注意的是 _.each 与 _.map 同时支持以 “类数组”及 collection。在 underscore.js 中，通常将 object 抽象成 “广义的数组”。广义的数组包含一个键数组 keys 和一个值数组 values，它们一一对应，而由于它们是数组，也因此可以通过索引进行访问。对于普通的“类数组”，键数组中包含的就是对应值的索引。

所以，在涉及到索引相关的运算时，underscore.js 通常会先获取键数组，如 _.map 函数中的：

// 获取键数组
var keys = !isArrayLike(obj) && _.keys(obj),
length = (keys || obj).length,

// 获取键值
var currentKey = keys ? keys[index] : index;

相应的，如果涉及值运算时，underscore.js 通常会先取得它的值数组：

obj = isArrayLike(obj) ? obj : _.values(obj);

这个模式中 underscore.js 中被多次运用。

// Create a reducing function iterating left or right.
var createReduce = function(dir) {
  // Optimized iterator function as using arguments.length
  // in the main function will deoptimize the, see #1991.
  var reducer = function(obj, iteratee, memo, initial) {
    var keys = !isArrayLike(obj) && _.keys(obj),
        length = (keys || obj).length,
        index = dir > 0 ? 0 : length - 1;
    if (!initial) {
      memo = obj[keys ? keys[index] : index];
      index += dir;
    }
    for (; index >= 0 && index < length; index += dir) {
      var currentKey = keys ? keys[index] : index;
      memo = iteratee(memo, obj[currentKey], currentKey, obj);
    }
    return memo;
  };

  return function(obj, iteratee, memo, context) {
    var initial = arguments.length >= 3;
    return reducer(obj, optimizeCb(iteratee, context, 4), memo, initial);
  };
};

// **Reduce** builds up a single result from a list of values, aka `inject`,
// or `foldl`.
_.reduce = _.foldl = _.inject = createReduce(1);

// The right-associative version of reduce, also known as `foldr`.
_.reduceRight = _.foldr = createReduce(-1);

与 _.map 一样，_.reduce 也是函数式编程语言中常用的辅助函数，上面的代码较乱，下面是一个更为简单的实现，用以演示核心的逻辑。

function reduce(coll, func, init_val) {
  var i = 0;
  for (; i < coll.length; i++) {
    init_val = func(init_val, coll[i]);
  }
  return init_val;
}
var sum = reduce([1, 2, 3], function(memo, num){ return memo + num; }, 0);
// => 6

这里的实现使用了两个闭包，这篇文章认为这里闭包的作用是持久化变量。

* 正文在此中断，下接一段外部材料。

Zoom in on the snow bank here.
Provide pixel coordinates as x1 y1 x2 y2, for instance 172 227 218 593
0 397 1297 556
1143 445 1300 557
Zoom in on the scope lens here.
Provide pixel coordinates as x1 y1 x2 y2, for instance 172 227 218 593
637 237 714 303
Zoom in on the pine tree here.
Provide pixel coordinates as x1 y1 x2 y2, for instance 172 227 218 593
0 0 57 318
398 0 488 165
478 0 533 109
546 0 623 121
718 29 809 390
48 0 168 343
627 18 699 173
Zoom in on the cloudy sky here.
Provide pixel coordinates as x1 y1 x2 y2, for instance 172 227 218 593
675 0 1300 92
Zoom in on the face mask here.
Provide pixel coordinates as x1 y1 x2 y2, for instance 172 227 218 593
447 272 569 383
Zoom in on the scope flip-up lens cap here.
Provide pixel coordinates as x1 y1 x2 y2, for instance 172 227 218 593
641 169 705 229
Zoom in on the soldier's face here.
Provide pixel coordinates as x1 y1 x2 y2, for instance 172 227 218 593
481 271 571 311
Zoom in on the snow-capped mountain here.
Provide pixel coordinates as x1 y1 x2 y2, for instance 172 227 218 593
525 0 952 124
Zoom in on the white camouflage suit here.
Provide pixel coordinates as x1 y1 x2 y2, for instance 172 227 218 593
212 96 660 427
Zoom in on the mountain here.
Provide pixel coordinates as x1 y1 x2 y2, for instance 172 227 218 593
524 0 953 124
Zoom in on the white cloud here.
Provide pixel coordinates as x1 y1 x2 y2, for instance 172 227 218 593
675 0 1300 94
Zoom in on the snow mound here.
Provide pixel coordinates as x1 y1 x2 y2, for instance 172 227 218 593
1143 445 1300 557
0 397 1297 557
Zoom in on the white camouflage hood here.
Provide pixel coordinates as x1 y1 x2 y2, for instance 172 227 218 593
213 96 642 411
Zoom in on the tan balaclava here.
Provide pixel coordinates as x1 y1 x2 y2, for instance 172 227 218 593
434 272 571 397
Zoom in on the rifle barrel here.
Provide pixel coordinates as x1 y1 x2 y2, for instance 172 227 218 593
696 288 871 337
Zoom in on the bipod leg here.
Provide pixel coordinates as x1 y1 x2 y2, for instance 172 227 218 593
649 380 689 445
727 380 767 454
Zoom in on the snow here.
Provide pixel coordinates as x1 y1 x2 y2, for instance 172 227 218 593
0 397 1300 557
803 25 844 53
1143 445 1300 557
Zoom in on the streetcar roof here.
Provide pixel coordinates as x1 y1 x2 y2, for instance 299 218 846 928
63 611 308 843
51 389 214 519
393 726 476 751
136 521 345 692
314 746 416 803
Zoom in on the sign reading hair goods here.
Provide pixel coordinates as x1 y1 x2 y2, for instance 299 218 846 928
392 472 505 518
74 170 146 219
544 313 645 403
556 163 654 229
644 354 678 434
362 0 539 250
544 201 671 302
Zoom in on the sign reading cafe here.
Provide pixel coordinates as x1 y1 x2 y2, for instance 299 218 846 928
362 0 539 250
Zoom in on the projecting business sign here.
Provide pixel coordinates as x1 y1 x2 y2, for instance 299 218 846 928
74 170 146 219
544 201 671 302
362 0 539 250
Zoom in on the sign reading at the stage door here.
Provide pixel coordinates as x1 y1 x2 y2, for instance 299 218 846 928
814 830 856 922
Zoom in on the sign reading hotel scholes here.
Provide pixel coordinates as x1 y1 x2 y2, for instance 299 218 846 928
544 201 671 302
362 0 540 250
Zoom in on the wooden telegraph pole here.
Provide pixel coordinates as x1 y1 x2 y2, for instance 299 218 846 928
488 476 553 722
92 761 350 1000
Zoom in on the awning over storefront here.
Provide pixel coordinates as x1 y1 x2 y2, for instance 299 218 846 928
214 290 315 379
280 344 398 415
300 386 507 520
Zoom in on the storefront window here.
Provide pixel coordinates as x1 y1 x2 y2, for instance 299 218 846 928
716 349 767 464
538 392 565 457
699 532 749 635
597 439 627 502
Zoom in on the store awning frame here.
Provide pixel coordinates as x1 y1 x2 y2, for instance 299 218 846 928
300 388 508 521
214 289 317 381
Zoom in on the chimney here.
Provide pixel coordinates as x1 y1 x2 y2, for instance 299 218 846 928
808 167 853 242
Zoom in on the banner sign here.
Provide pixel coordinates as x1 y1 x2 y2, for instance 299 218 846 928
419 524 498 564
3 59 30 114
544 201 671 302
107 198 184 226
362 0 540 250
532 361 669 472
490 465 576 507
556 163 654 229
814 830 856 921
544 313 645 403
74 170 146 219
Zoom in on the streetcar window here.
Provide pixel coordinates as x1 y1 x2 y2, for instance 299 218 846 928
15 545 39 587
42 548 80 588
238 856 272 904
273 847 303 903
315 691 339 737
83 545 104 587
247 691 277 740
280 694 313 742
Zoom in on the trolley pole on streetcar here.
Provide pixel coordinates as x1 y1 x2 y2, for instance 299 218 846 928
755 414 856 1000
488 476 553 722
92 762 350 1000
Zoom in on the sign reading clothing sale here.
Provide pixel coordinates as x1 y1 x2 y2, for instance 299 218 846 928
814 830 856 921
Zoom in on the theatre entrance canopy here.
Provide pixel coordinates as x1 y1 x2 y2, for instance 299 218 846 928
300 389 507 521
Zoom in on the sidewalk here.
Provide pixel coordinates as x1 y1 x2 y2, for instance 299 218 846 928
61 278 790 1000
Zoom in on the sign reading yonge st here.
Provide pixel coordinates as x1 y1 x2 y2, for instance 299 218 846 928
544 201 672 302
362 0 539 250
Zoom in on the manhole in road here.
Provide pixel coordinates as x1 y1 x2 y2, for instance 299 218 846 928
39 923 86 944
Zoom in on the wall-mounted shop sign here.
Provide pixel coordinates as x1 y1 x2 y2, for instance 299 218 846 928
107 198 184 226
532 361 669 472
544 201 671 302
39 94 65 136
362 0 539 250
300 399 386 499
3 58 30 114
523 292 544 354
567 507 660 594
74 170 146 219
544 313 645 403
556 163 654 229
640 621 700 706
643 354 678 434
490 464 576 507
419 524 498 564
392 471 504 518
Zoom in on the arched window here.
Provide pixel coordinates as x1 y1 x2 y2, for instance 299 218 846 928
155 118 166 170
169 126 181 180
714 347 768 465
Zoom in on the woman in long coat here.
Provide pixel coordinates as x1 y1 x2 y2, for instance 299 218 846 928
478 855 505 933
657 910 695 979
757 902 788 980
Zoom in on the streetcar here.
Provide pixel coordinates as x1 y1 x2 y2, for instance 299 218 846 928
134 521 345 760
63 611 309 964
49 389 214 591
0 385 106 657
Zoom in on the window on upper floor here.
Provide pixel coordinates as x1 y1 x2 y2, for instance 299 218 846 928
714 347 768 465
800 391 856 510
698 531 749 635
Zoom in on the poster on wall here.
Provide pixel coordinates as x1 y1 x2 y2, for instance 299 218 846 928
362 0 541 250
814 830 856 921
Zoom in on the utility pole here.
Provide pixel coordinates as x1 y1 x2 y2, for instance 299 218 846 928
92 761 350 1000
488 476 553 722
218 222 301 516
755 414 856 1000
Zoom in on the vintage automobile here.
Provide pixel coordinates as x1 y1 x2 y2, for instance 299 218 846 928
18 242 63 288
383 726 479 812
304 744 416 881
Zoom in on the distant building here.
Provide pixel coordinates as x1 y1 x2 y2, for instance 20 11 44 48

但我认为，这里将逻辑分成两个函数的目的，如注释所说的，是为了提高执行的效率。即使主逻辑中不包含对arguments.length的使用，但具体为何能提高效率，还有待学习。

_.find, _.filter, _.reject, _.every, _.some 等函数中规中矩，唯一要注意的是它们是如何同时处理 collection 和“类数组”的情况。

var group = function(behavior, partition) {
  return function(obj, iteratee, context) {
    var result = partition ? [[], []] : {};
    iteratee = cb(iteratee, context);
    _.each(obj, function(value, index) {
      var key = iteratee(value, index, obj);
      behavior(result, value, key);
    });
    return result;
  };
};

group 函数稍微难理解一些，它只在 underscore 内部使用。函数的主要复杂性来源于参数 partition，它用来标记 group 返回的函数返回结果的类型。我认为这是一个不恰当的抽象，一个更直观的抽象应该是（这里不考虑 context 切换的问题）：

var simpleGroup = function(behavior) {
    return function(obj, iteratee) {
        var result = {};
        _.each(obj, function(value, index) {
            var key = iteratee(value, index, obj);
            behavior(result, value, key);
        });
        return result;
    };
};

即对于 obj 中的每个元素，通过调用 iteratee 函数得到一个分组的依据 key，再调用 behavior 对返回的结果进行组装。如 _.groupBy 函数：

// Groups the object's values by a criterion. Pass either a string attribute
// to group by, or a function that returns the criterion.
_.groupBy = group(function(result, value, key) {
  if (_.has(result, key)) result[key].push(value); else result[key] = [value];
});

它的 behavior 函数就是将 iteratee 调用后的结果 value 按 key 进行分组。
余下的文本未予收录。